You might wonder why I’m working so much on Munin, given that I should be worried about other things such as my own job… well, turns out that I’m using Munin at my job and my bosses are so impressed with actually having a monitor on the resource (while they originally sceptical we needed it), that I can easily cut down more time on the payroll to work on improvements.
The funny thing is that we’re actually developing proprietary software based on Free Software components (don’t worry, we respect the licenses!) but our main FLOSS contributions are probably outside the area of development for which our business is based on. I guess this is just the way it is, after all, the open source contributions of Facebook have little to do with social networking.
Anyway while trying to set up monitor for the servers and devices we care about, I was trying to solve the issue of knowing what the sensors reading are on the servers, which are mostly HP (with the exception of my Excelsior, which is monitored, yes, but on a different Munin anyway) and for which lm_sensors is useless: the data is not fed to the main system but rather to the IPMI management board.
Thankfully, there are a number of different tools that allow you to access that IPMI data, and Munin already had a plugin, ipmi_
that uses ipmitool
to fetch the sensors’ data.
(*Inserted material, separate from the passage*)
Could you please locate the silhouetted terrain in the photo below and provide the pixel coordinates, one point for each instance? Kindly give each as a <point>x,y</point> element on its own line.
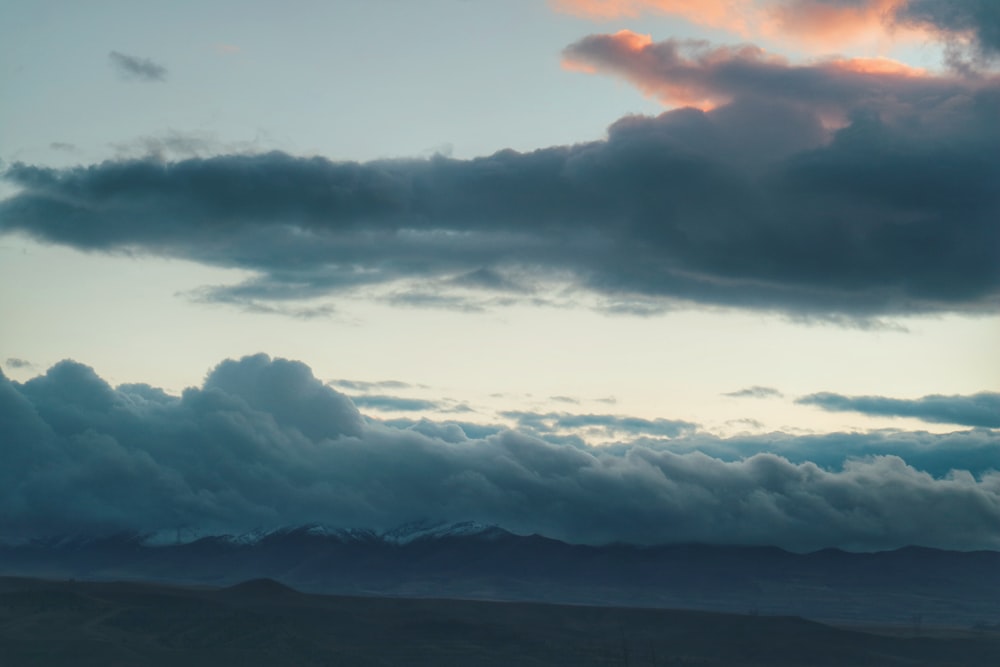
<point>263,622</point>
<point>912,587</point>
The problem with it is that the fetching takes time, and if the plugin doesn’t reply in 10 seconds, Munin will consider it as not available. On the HP server I started setting this up, the reply time is well over 10 seconds.
To get around this limitation, I decided to take a different approach: I wrote my own plugin. Or rather I rewrote the original plugin using FreeIPMI which I know well (I maintain it in Gentoo and I sent patches upstream before). And this seems to be a win on all counts.
First of all, the ipmi-sensors
command caches the so-called SDR data, which describe the sensors available on a system, which means that after the first execution, it doesn’t spend as much time parsing what it’s receiving. Then, since version 1 at least, it has a number of parameters that make it very easy to filter the output and receive it in a format that is suitable for script-based parsing. In particular you can filter what type of sensors you want data from (Temperature or Fan), ignore the values that are not available (e.g.: missing fans), all together with having the output in CSV form.
The net result is that instead of a page-long gawk
script to parse the lines, filter them, generate unique names and so on, I’m using a couple of awk
commands — yes I tested them with mawk
, but they also use a very very simple syntax, so I’m not surprised it’ll work for a very long time. Basically now the plugin is very fast, very short, and very simple. And instead of just expecting to always have both temperature and fans data, this time it actually checks before suggesting anything at all.
Unfortunately, right now, it has two missing features that are present in the original plugin: the first is critical and warning thresholds that are not printed by the current version of FreeIPMI. This is okay, because likely the next release will have a switch to print those as well (which means that it’ll reach feature parity for those two sensors). The other issue is that the original plugin has an undocumented support for power metering.
Unfortunately none of my boards support power metering so I’m stuck without that kind of data, and I can’t be sure how to implement it back right now — the ticket refers that HP servers have the data, but none of the ones I have here report it. But they do report a few temperatures…
But with the exception of that, the plugin is much better than the one that was there before. Hopefully at some point it’ll be in the default Munin set instead of just being available for Gentoo users.